Sau-Sea Foods

2011 | Cited 0 times | D. Maine | October 28, 2011


Plaintiff, Sau-Sea Foods, Inc., moves pursuant to Local Rule 7(g) for reconsideration of my order dated September 12, 2011, denying its motion for a protective order with respect to the location of its Rule 30(b)(6) deposition. See Motion for Reconsideration ("Motion") (Docket No. 19); see also Report of Hearing and Order re: Discovery and Ruling on Motion ("Discovery Order") (Docket No. 18). Defendant Lukas Foods, Inc. opposes the motion. See Defendant's Opposition to Plaintiff's Motion To Reconsider Order on Discovery Dispute ("Opposition") (Docket No. 20). The Motion is denied.

A motion for reconsideration of an order must "demonstrate that the order was based on a manifest error of fact or law[.]" Local Rule 7(g). The plaintiff fails to do so. The plaintiff, as the party seeking a protective order and objecting to the place of a deposition noticed by the defendant, bore the burden of demonstrating good reason to override the examining party's choice of location.

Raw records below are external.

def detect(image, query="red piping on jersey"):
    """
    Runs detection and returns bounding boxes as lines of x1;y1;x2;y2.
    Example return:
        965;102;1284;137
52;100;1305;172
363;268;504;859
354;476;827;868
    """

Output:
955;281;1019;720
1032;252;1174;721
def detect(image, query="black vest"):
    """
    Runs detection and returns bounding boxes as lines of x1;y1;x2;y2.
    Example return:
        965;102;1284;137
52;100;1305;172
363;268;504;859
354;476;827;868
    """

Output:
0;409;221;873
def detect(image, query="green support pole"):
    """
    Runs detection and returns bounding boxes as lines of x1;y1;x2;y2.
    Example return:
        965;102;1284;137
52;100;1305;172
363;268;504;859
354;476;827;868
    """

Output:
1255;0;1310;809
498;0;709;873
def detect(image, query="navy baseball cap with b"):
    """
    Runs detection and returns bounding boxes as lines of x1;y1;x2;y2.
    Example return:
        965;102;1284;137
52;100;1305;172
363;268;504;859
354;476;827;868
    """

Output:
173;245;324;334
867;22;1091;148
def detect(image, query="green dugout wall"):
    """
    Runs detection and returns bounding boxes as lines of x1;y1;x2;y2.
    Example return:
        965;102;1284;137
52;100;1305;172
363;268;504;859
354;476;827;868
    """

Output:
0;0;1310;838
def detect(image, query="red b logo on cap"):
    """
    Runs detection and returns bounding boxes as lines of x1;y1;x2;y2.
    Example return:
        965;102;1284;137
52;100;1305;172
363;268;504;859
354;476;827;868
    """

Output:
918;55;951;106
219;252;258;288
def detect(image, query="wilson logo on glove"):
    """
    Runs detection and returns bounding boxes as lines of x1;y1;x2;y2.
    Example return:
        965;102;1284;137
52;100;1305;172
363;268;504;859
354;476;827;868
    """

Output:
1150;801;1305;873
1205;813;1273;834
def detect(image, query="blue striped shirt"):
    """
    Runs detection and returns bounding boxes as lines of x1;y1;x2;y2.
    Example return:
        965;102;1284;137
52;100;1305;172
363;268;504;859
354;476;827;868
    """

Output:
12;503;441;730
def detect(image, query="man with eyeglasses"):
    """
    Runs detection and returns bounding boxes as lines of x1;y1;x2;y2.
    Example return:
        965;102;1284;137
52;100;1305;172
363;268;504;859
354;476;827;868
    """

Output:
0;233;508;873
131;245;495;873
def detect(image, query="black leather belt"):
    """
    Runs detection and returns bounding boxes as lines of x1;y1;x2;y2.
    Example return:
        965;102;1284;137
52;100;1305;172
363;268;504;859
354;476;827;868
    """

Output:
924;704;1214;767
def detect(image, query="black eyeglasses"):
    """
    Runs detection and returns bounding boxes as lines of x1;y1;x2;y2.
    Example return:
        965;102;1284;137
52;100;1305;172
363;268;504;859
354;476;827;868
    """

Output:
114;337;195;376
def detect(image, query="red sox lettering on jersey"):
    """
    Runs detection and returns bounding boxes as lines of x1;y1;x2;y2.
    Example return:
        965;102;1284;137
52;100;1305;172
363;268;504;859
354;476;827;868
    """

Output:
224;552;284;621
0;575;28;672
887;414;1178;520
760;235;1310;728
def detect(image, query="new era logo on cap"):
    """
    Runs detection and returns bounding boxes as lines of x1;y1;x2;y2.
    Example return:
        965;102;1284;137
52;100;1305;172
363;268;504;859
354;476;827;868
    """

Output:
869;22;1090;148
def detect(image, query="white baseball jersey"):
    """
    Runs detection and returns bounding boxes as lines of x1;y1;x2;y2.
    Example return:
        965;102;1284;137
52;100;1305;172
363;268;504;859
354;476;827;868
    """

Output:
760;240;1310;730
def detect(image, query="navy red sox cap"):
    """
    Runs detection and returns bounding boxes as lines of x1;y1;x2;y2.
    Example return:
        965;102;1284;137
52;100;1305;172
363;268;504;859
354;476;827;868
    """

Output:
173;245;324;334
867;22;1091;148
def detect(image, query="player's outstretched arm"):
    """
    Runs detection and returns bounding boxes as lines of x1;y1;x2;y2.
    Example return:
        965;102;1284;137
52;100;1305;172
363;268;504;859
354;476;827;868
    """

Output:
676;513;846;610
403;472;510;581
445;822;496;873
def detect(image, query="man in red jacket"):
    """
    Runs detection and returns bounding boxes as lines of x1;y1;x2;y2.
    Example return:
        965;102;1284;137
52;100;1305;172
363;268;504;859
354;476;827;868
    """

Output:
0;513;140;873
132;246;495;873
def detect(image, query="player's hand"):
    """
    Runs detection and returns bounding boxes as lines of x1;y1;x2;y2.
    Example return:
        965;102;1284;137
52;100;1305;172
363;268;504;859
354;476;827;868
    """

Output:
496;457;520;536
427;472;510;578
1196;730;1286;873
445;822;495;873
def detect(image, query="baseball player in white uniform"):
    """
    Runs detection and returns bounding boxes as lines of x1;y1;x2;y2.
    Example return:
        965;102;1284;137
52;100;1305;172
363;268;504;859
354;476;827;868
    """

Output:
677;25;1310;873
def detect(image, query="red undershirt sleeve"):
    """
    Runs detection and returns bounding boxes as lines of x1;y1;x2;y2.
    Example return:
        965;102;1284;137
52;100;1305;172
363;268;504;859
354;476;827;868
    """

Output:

See, e.g., 8A Charles Alan Wright, Arthur R. Miller & Richard L. Marcus, Federal Practice and Procedure § 2112 ("Wright & Miller"), at 523-24 (3d ed. 2010); see also, e.g., Anderson v. Cryovac, Inc., 805 F.2d 1, 7-8 (1st Cir. 1986) (the burden rests on the movant to make a specific demonstration of the necessity for a protective order). I found that the plaintiff had fallen short of making a persuasive showing, given that (i) the general rule is that the place of deposition of a plaintiff is the forum in which the lawsuit is brought, (ii) even if for good or tactical reasons, the plaintiff had chosen to bring suit in Maine, and (iii) the burden on the plaintiff of sending its sole proprietor to Maine for a Rule 30(b)(6) deposition was in equipoise with the burden on the defendant, which is also a very small entity, of sending its counsel to New York to take that deposition. See Discovery Order at 3.

In its motion for reconsideration, the plaintiff essentially reargues, with embellishment, the points made at oral argument rather than identifying particular errors of fact or law in my order. See generally Motion. One can infer, however, that the plaintiff takes issue with (i) my finding that it bore the burden of making a showing justifying a change in the place of the deposition, see id. at 1-2, (ii) my asserted failure, in finding the burden on the plaintiff and the defendant in equipoise, to distinguish between the burden on a party and the burden on an attorney, see id. at 2-4, (iii) my asserted omission to take into account the plaintiff's argument that the defendant had brought a permissive counterclaim, as a result of which the defendant should have been treated as a plaintiff for purposes of application of default rules regarding the place of the taking of a deposition, see id. at 4-5, and (iv) my asserted inadequate consideration of the plaintiff's argument that it had no real choice of forum, which should have lessened the weight of the default rule that the place of the deposition of a plaintiff typically is the forum in which suit is brought, see id. at 6-7.

I made no error in ruling that the plaintiff, as the party seeking to upset the examining party's choice of deposition location, bore the burden of showing good reasons for disturbing that choice. See, e.g., 8A Wright & Miller § 2112, at 523-24. At bottom, the question presented by the plaintiff's motion for protective order, regardless of which default rules did or did not apply, was whether the plaintiff had made a sufficient showing of undue burden to justify the requested change in the place of the taking of the deposition. A court has "wide discretion in selecting the place of examination[,]" depending on the "particular facts of each case[.]" Id. at 524-27. The plaintiff made no showing of the anticipated cost of traveling to Maine, the burden of that cost in relation to its resources, or the existence of any physical infirmities that would render travel physically burdensome for its sole proprietor. The fact that the plaintiff's sole proprietor is nearly 70, standing alone, does not weigh in favor of the requested protection. The need to shut down the plaintiff's business for one day to facilitate the deposition in Maine is indeed a burden. But the defendant, a two-person entity owned and run by two brothers, would itself incur a burden in sending its counsel to New York to take the plaintiff's Rule 30(b)(6) deposition. Moreover, having the plaintiff's principal come to Maine would allow both corporate depositions to be taken at once, a savings to both parties. This savings could only be replicated if the defendant's principal, and its counsel, travelled to New York.

In the circumstances, there was no "manifest error of fact or law" in the denial of the plaintiff's motion for a protective order. Its motion for reconsideration accordingly is denied.


In accordance with Federal Rule of Civil Procedure 72(a), a party may serve and file an objection to this order within fourteen (14) days after being served with a copy thereof.

Failure to file a timely objection shall constitute a waiver of the right to review by the district court and to any further appeal of this order.